When CSN professors Gary Reese and Fred Sigman founded their first joint gallery in downtown Henderson two years ago, they and the Henderson Art Guild—a group primarily composed of elderly amateur artists—were the only ones around. Art on Water Street was basically a pastiche of Sunday watercolors, dynamic-looking bird-feeders and watercolor portraits of Arnold Schwarzenegger. Reese founded Third Thursday at the same time in “an effort to mix up the artists and the patrons so that they would go into supporting businesses and visit other galleries,” Reese says. “That’s the most important thing.”

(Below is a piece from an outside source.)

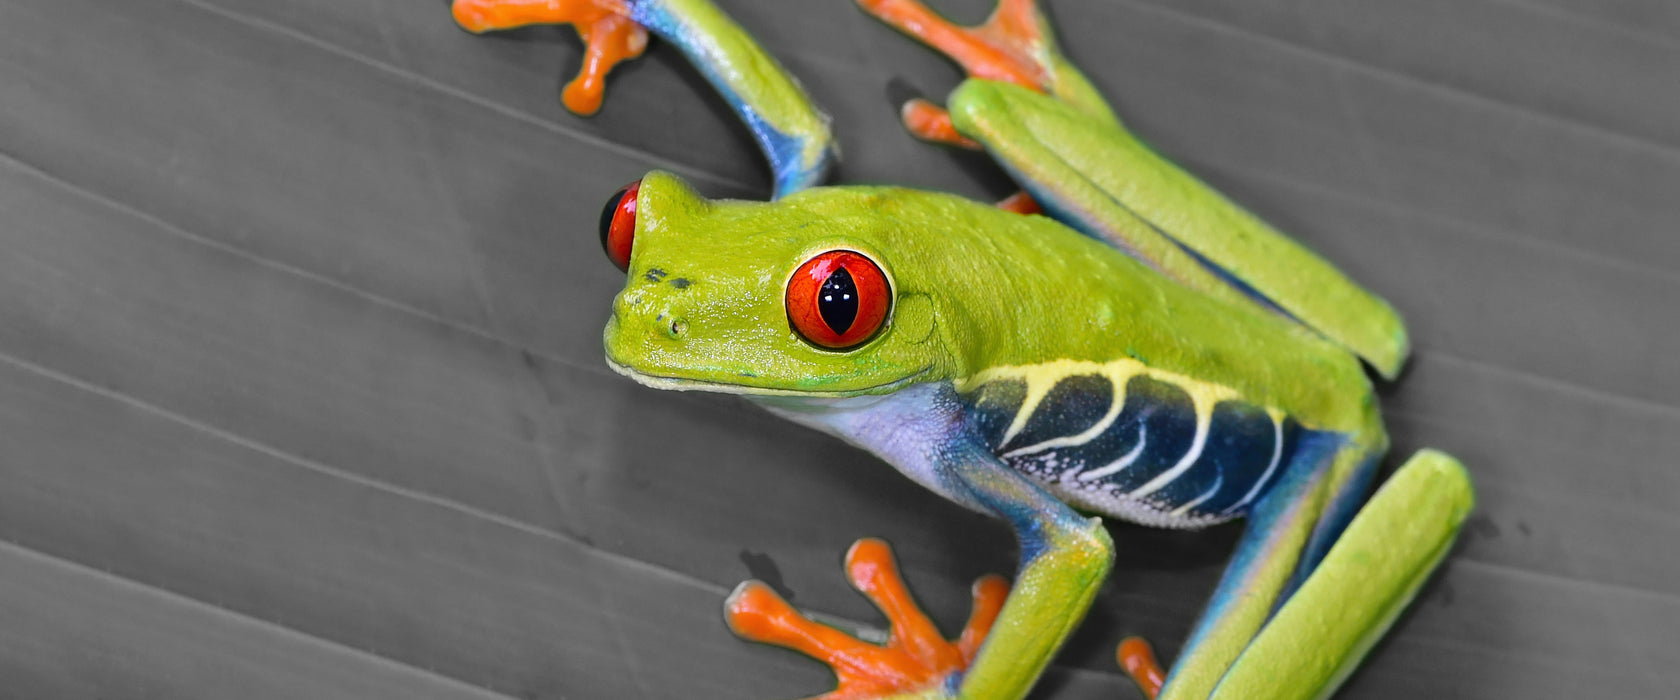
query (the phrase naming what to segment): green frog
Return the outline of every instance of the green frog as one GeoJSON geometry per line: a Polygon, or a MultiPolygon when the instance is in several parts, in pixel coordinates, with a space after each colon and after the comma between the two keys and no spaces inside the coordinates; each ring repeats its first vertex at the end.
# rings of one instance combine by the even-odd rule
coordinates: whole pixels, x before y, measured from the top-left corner
{"type": "MultiPolygon", "coordinates": [[[[1024,195],[814,186],[835,153],[826,118],[705,0],[455,5],[478,31],[576,23],[592,59],[639,53],[636,32],[651,30],[770,160],[771,202],[710,200],[663,172],[610,199],[601,242],[626,273],[604,334],[615,371],[747,397],[1004,519],[1019,542],[1013,587],[977,582],[955,640],[869,539],[846,569],[891,621],[887,644],[808,620],[756,582],[727,601],[732,629],[828,662],[829,700],[1020,698],[1109,573],[1100,517],[1246,518],[1171,671],[1138,640],[1120,663],[1151,697],[1333,693],[1474,503],[1463,466],[1433,450],[1365,499],[1388,447],[1367,368],[1399,372],[1398,314],[1138,141],[1032,0],[1001,0],[973,28],[915,0],[859,4],[972,76],[944,107],[906,105],[907,126],[984,149],[1024,195]]],[[[575,83],[593,104],[610,64],[586,62],[575,83]]]]}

But some argue that Reese’s formula—which embraces family-friendly art—not only simplifies but also nullifies the idea of serious art (and the serious collectors who buy it). Dennis Salon, a Henderson contemporary artist and member of CityLights arts co-op and gallery, feels that crafts and what he calls “traditional” art are setting a mediocre standard. “Art needs to be controversial and current,” Salon, who’s in his 60s, says. “What’s going on mostly in Henderson is neither.”

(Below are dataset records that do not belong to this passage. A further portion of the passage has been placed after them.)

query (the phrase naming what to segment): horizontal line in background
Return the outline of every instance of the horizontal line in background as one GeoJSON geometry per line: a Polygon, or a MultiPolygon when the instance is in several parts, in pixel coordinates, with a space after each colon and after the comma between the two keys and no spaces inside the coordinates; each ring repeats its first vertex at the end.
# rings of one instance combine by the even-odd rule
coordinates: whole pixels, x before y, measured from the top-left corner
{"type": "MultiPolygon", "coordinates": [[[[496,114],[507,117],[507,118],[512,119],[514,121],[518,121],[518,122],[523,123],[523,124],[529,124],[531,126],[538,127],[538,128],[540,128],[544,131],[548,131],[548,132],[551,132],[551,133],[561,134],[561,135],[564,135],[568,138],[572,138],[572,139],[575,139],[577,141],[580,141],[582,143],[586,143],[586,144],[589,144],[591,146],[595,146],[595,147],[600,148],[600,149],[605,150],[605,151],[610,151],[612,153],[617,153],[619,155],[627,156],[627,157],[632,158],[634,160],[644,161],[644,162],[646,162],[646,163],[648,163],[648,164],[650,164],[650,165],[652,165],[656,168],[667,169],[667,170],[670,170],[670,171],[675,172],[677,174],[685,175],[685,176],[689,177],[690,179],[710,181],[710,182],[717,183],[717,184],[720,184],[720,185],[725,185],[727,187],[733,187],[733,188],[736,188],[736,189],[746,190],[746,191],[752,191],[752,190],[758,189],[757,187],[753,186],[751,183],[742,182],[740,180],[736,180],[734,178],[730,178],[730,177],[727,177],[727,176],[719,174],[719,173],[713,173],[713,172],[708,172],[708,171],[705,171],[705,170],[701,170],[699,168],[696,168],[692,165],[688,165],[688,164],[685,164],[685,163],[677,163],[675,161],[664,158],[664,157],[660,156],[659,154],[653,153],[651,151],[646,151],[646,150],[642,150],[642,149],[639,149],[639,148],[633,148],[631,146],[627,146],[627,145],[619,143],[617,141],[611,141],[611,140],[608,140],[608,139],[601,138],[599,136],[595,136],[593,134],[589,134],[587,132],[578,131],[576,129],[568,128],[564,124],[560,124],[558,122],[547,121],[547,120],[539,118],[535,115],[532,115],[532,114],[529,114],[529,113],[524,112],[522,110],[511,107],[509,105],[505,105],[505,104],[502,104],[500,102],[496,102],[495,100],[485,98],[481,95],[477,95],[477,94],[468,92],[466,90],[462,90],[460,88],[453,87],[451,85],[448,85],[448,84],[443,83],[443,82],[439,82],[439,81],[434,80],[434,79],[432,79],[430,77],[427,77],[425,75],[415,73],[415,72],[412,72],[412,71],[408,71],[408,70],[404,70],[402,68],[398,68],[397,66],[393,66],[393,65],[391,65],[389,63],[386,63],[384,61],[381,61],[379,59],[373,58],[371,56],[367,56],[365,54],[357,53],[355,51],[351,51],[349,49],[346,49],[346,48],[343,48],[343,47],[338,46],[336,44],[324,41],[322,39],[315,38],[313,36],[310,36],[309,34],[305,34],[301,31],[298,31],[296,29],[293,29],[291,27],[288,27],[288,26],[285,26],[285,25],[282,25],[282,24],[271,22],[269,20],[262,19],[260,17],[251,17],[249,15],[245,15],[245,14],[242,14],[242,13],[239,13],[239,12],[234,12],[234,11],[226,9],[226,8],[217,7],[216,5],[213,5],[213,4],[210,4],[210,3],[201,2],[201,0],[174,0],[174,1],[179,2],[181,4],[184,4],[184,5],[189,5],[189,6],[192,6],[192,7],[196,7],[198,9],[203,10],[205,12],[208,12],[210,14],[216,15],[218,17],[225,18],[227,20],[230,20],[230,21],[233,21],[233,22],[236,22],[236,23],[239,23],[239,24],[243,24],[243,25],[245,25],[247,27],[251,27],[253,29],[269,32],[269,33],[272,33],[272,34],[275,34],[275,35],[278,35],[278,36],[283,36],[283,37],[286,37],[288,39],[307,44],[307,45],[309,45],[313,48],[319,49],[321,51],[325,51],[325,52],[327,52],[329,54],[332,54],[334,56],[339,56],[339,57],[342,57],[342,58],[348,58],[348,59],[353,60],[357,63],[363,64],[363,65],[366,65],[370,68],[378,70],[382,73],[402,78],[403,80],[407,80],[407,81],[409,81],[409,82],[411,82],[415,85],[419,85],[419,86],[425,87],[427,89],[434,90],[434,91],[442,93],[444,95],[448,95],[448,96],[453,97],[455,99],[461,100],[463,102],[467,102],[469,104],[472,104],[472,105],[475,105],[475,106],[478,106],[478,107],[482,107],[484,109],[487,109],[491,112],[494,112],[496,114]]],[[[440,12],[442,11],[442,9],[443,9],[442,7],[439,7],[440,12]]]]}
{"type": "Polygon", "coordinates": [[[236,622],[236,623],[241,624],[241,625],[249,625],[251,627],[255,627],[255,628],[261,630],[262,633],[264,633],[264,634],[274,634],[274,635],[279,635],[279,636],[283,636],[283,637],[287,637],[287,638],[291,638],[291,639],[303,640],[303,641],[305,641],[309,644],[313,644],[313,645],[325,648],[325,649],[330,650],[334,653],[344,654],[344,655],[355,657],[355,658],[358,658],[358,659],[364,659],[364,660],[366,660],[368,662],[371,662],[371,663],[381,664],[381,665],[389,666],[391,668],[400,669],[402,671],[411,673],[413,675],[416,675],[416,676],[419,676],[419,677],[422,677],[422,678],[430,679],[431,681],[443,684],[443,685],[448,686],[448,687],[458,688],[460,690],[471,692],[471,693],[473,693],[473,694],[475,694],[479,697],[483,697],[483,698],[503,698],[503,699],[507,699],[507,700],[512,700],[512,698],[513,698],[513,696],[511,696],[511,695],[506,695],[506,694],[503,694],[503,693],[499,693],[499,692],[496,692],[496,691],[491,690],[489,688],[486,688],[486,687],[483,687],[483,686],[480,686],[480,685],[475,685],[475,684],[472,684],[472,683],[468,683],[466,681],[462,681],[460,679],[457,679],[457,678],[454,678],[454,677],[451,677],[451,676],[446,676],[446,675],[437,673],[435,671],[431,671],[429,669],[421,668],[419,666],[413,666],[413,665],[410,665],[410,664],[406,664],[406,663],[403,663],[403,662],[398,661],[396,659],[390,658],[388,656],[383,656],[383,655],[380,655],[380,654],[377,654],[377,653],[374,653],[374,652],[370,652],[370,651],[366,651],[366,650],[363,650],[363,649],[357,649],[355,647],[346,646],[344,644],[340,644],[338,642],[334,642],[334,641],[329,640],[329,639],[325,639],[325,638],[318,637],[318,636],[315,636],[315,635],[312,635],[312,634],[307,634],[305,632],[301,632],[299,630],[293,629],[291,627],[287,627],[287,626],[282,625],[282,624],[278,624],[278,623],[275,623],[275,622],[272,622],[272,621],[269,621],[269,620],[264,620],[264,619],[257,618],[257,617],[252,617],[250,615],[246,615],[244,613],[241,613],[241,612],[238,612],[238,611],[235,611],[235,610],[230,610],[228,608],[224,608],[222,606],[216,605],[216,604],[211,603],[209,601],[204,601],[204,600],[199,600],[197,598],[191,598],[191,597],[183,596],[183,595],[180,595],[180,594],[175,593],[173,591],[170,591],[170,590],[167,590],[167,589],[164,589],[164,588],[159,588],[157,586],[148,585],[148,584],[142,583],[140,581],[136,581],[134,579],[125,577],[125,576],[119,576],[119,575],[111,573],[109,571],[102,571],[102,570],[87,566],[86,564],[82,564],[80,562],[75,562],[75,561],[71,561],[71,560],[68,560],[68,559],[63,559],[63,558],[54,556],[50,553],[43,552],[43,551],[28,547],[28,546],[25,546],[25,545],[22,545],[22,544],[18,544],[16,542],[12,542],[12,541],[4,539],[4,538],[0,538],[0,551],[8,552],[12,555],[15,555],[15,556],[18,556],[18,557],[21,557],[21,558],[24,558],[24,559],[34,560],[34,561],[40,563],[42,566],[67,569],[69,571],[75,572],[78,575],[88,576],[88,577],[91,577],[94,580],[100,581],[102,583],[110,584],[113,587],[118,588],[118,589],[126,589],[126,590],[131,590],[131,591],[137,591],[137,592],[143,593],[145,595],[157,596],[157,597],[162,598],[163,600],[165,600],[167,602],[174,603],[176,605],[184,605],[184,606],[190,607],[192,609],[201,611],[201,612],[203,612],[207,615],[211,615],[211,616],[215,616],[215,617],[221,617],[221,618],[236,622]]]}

“It seems like the community has regressed artistically,” adds Waters, who spends most of his time painting in his studio blocks from his former gallery. “It’s nothing more than a glorified arts and crafts fair.”
Sigman, more diplomatically, agrees. His gallery stands out against the three other galleries in the area. “I do sometimes feel alone down here,” Sigman says. “But it’s not my point of view to dismiss others’ art in the first place.”
But Reese disagrees, citing his July student art show, Appetite for Destruction, held at his Plaza Gallery, as the example of contemporary art still living on in Henderson. “I think we’ve proven that it’s no longer a valid argument,” says Reese. “High-end buyers do come down here. The exhibits incubate in Water Street, then [in my case] go to museums around the state, and then the buyers purchase the shows.”
Of course, with only a handful of galleries left, and dwindling crowds at Third Thursday—the art walk brought in hundreds of visitors when A6 was open but now only garners a few dozen—everyone agrees that Water Street needs more people and restaurants in the area before the local art scene can really take off. Still, Reese remains an optimist. “Our scene is in its infancy,” Reese says. “And you can’t just judge Third Thursday’s numbers by the people who come down.” Reese says you have to consider other events—this week’s annual Super Run Classic Car Show, the weekly farmers market, performing arts at the convention center—that bring people to Water Street. “Bureaucrats judge us based on how many people come to downtown Henderson in total, not just on one night.” It remains to be seen whether those people feel the same way.